Senior Data Engineer
Predoc
Data Science
United States
Posted on Sep 3, 2025
Overview
We are looking for an onshore + remote Senior Data Engineer to join our team. You will be responsible for designing, developing, and maintaining data pipelines and structures that support our data science practice and customer-facing data products.
Responsibilities
- Design and Development: Develop, test, and maintain data pipelines using Python and orchestration tools such as Airflow or Kestra.
- Code Quality: Write clean, maintainable, and efficient code, following best practices for coding standards, security, testing, and deployment.

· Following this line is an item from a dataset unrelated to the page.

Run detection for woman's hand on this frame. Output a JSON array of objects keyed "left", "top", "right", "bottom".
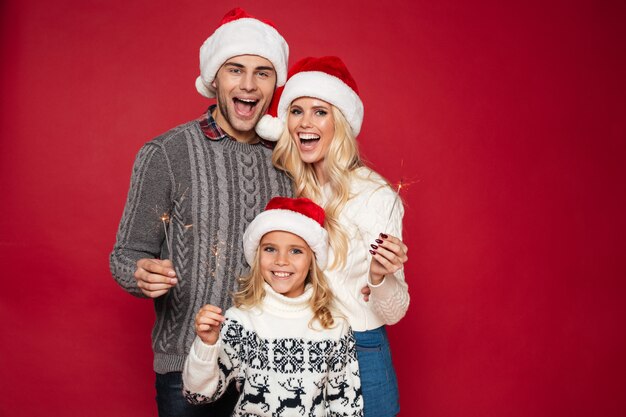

- Database Management: Design and optimize database tables, write efficient SQL queries, and manage database migration scripts.
- Documentation: Develop and maintain documentation around data sources and their composition requirements and resulting transformations from ingestion to final data structures. Also, ensure accurate tracking through the data lifecycle.
- Collaboration: Work with the product team, data scientists, and other stakeholders to define and implement data solutions using new and existing data sources and technologies.
- Continuous Improvement: Participate in code reviews, contribute to team learning, and stay updated with industry trends and technologies.
Technical Qualifications
- Python
- Demonstrable experience in data-focused libraries (Pandas, DuckDB, etc.)
- Experience working with DAGs or equivalent structures
- Experience in process automation in Python
- Experience Integrating with third-party APIs
- Proven Experience in a Data Engineering or Similar Role (ideally 5+ yrs)
- Understanding Data Lineage and Strategies
- ETL Pipeline Design/Development
- Data Modeling Experience
- Experience Building Scalable Data Lakes/Warehouses
- Experience analyzing and organizing large data sets
- Experience in Event-Based Data Processing
- Strong Data Documentation Experience
- Strong SQL (Postgres RDBMS) Experience
- Table design and optimization
- Advanced Query Building and Optimization
- Advanced Data Aggregation Strategies
- Experience with ETL/Workflow Automation & Tools (Kestra, Airflow, or similar)
- Git SCM (Gitlab)
- Experience in Regulated Industries (Healthcare, Banking, etc.)
Bonus:
- AWS (S3, Step Functions, Batch, Athena, Glue)
- Experience in Data Analysis
- Experience working with Data Science/ML teams
- Experience with Typescript